We then generate a hero image via DALL-E and a two-host audio version using Deepgram's text-to-speech, creating a podcast-style briefing with distinct voices.
What We Got Wrong
Building this taught us some uncomfortable lessons:
AI scoring has blind spots. Early versions over-indexed on AI news and under-indexed on security stories. The model had a subtle bias toward topics it "understood" better. We fixed this by adding category-specific scoring criteria and minimum category quotas.
Context windows aren't infinite. Our first briefing generator tried to send every article to Opus. At 50+ articles with full descriptions, we hit context limits and got truncated output. We now cap input at the top 35 articles by score and send concise metadata, not full text.

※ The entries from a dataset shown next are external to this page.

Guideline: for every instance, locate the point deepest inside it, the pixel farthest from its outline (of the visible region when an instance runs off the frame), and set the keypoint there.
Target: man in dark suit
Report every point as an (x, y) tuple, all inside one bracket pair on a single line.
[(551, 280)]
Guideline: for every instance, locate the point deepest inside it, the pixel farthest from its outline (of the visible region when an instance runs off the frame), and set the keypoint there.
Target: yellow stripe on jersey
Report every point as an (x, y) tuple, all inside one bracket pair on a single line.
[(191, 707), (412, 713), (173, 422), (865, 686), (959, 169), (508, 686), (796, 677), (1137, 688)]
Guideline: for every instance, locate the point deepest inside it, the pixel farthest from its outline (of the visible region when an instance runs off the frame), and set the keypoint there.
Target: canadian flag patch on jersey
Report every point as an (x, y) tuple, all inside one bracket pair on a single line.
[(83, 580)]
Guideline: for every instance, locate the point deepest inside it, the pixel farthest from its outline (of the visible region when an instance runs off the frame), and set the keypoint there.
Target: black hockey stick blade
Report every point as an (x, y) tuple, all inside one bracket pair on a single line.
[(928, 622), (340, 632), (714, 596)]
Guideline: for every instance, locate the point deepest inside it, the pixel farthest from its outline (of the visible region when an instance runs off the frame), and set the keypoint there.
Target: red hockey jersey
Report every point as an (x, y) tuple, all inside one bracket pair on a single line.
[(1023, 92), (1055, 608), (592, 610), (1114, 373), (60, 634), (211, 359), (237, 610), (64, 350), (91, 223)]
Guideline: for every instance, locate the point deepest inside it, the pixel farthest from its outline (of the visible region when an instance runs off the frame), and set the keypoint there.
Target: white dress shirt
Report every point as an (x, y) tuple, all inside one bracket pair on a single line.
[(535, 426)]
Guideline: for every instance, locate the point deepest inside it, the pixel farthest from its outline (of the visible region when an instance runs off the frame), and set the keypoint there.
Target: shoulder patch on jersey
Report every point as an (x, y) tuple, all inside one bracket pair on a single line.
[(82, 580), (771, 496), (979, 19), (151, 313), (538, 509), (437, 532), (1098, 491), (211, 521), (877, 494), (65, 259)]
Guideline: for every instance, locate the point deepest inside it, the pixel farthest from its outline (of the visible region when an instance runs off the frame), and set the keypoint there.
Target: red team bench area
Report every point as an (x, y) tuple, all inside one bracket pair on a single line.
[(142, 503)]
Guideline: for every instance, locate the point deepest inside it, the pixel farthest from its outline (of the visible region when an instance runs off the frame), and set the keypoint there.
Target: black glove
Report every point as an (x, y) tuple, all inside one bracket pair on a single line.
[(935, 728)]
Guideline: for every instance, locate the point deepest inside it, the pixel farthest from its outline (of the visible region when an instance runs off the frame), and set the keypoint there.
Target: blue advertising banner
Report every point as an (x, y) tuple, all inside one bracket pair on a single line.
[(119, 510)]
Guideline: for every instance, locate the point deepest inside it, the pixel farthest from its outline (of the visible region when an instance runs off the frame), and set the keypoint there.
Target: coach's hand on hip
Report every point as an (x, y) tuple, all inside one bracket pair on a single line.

Engagement isn't quality. We initially weighted raw engagement too heavily. The result was a feed dominated by drama and dunks. The freshness-weighted formula was our solution, but it took three iterations to get right.
The Philosophy
The hardest part of building this system wasn't the engineering — it was deciding what "good curation" means. We landed on a simple principle: if a builder reads one thing today, would this be worth their time?
AI doesn't replace editorial judgment. It extends it. Our 186 source accounts represent a human judgment about who's worth listening to. The scoring criteria represent a human judgment about what "relevance" means. The AI just applies those judgments at a scale no human editor could sustain.
That's the real lesson: the best AI systems don't remove humans from the loop. They amplify human judgment to superhuman scale.